SEOUL — North Korea’s sudden announcement that it had finished reprocessing 8,000 spent nuclear fuel rods and has begun making atomic bombs was met with caution and concern by South Korean officials and the Bush administration.
An unidentified North Korean Foreign Ministry spokesman made the announcement Wednesday via the North’s official news agency, KCNA.
The North “successfully finished the reprocessing of some 8,000 spent fuel rods,” the North Korean announcement read, according to a translation by The Associated Press.
North Korea “made a switch- over in the use of plutonium churned out by reprocessing spent fuel rods in the direction of increasing its nuclear deterrent force,” the statement also claimed.

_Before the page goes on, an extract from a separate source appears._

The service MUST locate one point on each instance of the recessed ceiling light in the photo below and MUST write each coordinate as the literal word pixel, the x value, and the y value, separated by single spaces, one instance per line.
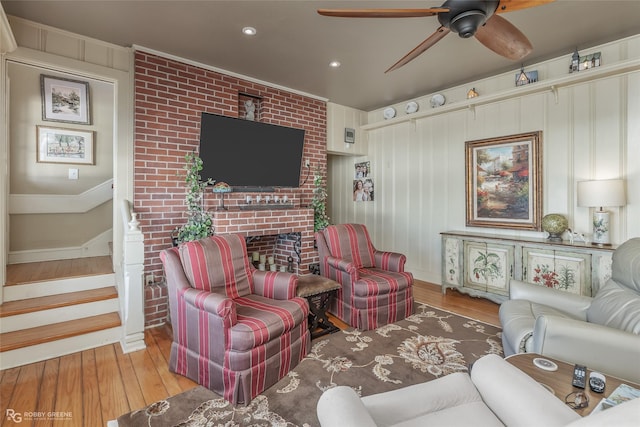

And because the United States has taken what Pyongyang characterized as a “hostile policy,” North Korea will reprocess more spent fuel rods to produce more nuclear weapons, the statement claimed.
North Korean Vice Foreign Minister Choe Su Hon echoed the statements in remarks to reporters at the United Nations in New York.
North Korea processed and “changed the purpose of these fuel rods,” China’s Xinhua news agency quoted Choe as saying.
U.S. intelligence analysts are concerned that if North Korea develops more than the one or two nuclear weapons the CIA estimates Pyongyang already has, the North either could test or sell one of the weapons, The Associated Press reported. New atomic weapons also would give the North more authority at the negotiating table, analysts said.
Reprocessing 8,000 rods could yield enough material to create 20 nuclear bombs, scientists have said.
Officials at U.S. Forces Korea did not return several calls Wednesday seeking comment on the report.
Late Thursday, a South Korean Foreign Affairs and Trade Ministry spokesman said the government expressed “utmost regret” at the North’s nuclear announcement.
“North Korea should not take any moves worsening the situation, and we urge it to answer our call for six-way talks immediately,” the spokesman said on condition of anonymity.
South Korean Foreign Ministry spokesman Shin Bong-kil urged North Korea to refrain from any steps that would worsen the situation and to return to the six-nation talks on its nuclear programs.
“We express our concern that this latest North Korean statement could hurt efforts to resolve the nuclear problem peacefully, hurt development of South-North Korean relations and damage the atmosphere of dialogue,” Shin said in a statement.
In Washington, White House spokesman Scott McClellan said the United States had not confirmed the North Korean claim, and said “they’ve made that statement before.”
“There’s no legitimate use for plutonium harvested during these procedures,” McClellan said.
“It would be a clear indication that they are intent on enlarging their nuclear arsenal, despite the call from international community for North Korea to change its behavior.
“We’ve been talking about these issues in the six-party talks, and North Korea has received the message from all these nations that they need to end the nuclear weapons program in a verifiable and irreversible way, once and for all.”
The announcement came just days after North Korean officials said they were “uninterested” in continuing the six-nation talks to defuse the nuclear crisis unless the United States signs a non-aggression pact. The first round took place in Beijing in August; the second was expected this month.
South Korean analysts have said the North likely is issuing the statements as a negotiating tactic.
The announcement could cause more headaches for South Korean President Roh Moo-hyun, who has tied the U.S.-requested deployment of combat troops to Iraq with the resolution of the nuclear standoff.
— The Associated Press contributed to this report.